Members of Generation X were born between 1965 and 1980 and were the first generation to incorporate digital technology in their youth. Generation X became early adopters of email, and the simplicity of interpersonal communication through the medium affected the generation’s communication preferences as they grew into adulthood.

A study from systems integration firm NTT Data confirmed that email is this generation’s preferred form of communication, whether at work or in the comforts of home. According to an article from Getting Smart, Generation X prefers receiving and using short, brief messages as opposed to lengthy ones. The ability to utilize forms of digital technology enables Generation X to connect with younger people, such as millennials or Generation Z. As such, Generation X is the bridge between the future generations of workers and those closer to retirement age, like the baby boomers.

Baby Boomers

Baby boomers were born between 1946 and 1964 and grew up in a time when the telephone transitioned from a bulky and expensive device to smaller units that the average family could afford. Still, the cost of making some calls or using a private line may have impacted the preferences of baby boomers, causing an imbalance of personal and technological communications. In fact, digital messaging company Glip reported the best way to communicate with baby boomers at work or at home is through face-to-face conversations.

Though baby boomers prefer speaking both in person and on the phone, some use online communication methods, as well. A survey presented at the Americas Conference on Information Systems found that 93 percent of baby boomer respondents used e-mail on a daily basis.

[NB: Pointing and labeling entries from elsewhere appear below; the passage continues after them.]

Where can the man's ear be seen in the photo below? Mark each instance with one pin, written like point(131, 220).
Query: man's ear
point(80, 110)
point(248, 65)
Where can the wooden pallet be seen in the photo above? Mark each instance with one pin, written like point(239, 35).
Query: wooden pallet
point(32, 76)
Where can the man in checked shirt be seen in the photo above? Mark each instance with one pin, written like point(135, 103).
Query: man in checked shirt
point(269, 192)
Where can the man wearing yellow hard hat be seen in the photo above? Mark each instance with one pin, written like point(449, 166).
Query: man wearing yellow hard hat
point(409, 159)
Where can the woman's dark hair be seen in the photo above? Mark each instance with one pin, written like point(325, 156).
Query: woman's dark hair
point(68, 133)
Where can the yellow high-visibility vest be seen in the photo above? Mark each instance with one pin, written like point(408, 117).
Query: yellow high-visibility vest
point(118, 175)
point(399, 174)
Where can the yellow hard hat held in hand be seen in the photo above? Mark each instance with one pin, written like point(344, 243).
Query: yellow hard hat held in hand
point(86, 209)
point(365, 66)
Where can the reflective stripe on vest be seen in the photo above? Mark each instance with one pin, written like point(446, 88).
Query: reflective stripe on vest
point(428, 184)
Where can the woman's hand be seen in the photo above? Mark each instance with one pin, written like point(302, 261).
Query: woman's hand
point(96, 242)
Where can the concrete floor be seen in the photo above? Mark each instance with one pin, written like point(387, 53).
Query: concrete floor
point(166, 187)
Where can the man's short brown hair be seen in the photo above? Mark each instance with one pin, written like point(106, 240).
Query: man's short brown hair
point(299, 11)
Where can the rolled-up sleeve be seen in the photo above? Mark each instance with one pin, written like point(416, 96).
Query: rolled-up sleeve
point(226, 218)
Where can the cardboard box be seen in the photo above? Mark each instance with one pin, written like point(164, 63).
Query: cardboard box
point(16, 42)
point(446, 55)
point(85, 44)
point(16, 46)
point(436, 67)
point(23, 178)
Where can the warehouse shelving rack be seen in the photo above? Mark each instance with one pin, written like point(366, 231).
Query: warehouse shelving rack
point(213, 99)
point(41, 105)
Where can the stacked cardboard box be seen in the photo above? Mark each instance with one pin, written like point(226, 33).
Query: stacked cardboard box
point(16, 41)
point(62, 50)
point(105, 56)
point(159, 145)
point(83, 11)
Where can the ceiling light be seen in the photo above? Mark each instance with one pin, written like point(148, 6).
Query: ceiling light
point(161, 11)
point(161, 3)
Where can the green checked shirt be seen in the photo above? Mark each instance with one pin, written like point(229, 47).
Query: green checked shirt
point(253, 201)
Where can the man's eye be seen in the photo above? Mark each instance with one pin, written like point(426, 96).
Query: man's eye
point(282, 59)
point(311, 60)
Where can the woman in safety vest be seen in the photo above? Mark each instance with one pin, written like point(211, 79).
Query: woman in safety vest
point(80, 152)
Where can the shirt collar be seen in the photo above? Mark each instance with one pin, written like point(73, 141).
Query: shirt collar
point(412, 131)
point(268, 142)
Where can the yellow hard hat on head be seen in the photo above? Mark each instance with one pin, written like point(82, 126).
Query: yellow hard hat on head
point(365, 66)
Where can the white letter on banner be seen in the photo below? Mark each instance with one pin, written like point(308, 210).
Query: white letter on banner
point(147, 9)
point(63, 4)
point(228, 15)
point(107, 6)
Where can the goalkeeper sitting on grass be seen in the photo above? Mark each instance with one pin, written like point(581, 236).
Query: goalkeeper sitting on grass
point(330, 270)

How to Better Communicate Between Generations

While each generation has specific communication preferences, knowing their preferred method is just the start of developing an intergenerational relationship in the workplace. Here are some tips from Forbes on how to improve generational communication at the workplace:

  1. Consider Your Audience: Because of each generation’s unique communication style, employees need to tailor their conversations with their co-workers, bosses or subordinates. For example, a meeting with a baby boomer boss may call for a more formal tone, while a conversation with a Gen Z or millennial coworker could be more relaxed.
  2. Individualize: Even though we are talking about generational stereotypes, not everybody lives up to them. It’s necessary to understand the best communication style for your co-workers, bosses or subordinates. Then, you can individualize your communication with them.
  3. Teach and Learn: One of the keys to better intergenerational communication is a willingness to teach and learn. Because all generations differ in their preferences, there will come a time when each will have to use a less familiar method.

Adapt Your Communication Style

As millennials move deeper into their careers and Generation Z enters the workforce, baby boomers and Generation X are faced with the challenge of effectively communicating with younger employees. There could be a real cost to businesses for any communication errors. A study from Holmes Report found that the total cost of employee misunderstanding rose to $37 billion, with an average cost per company of $62.4 million.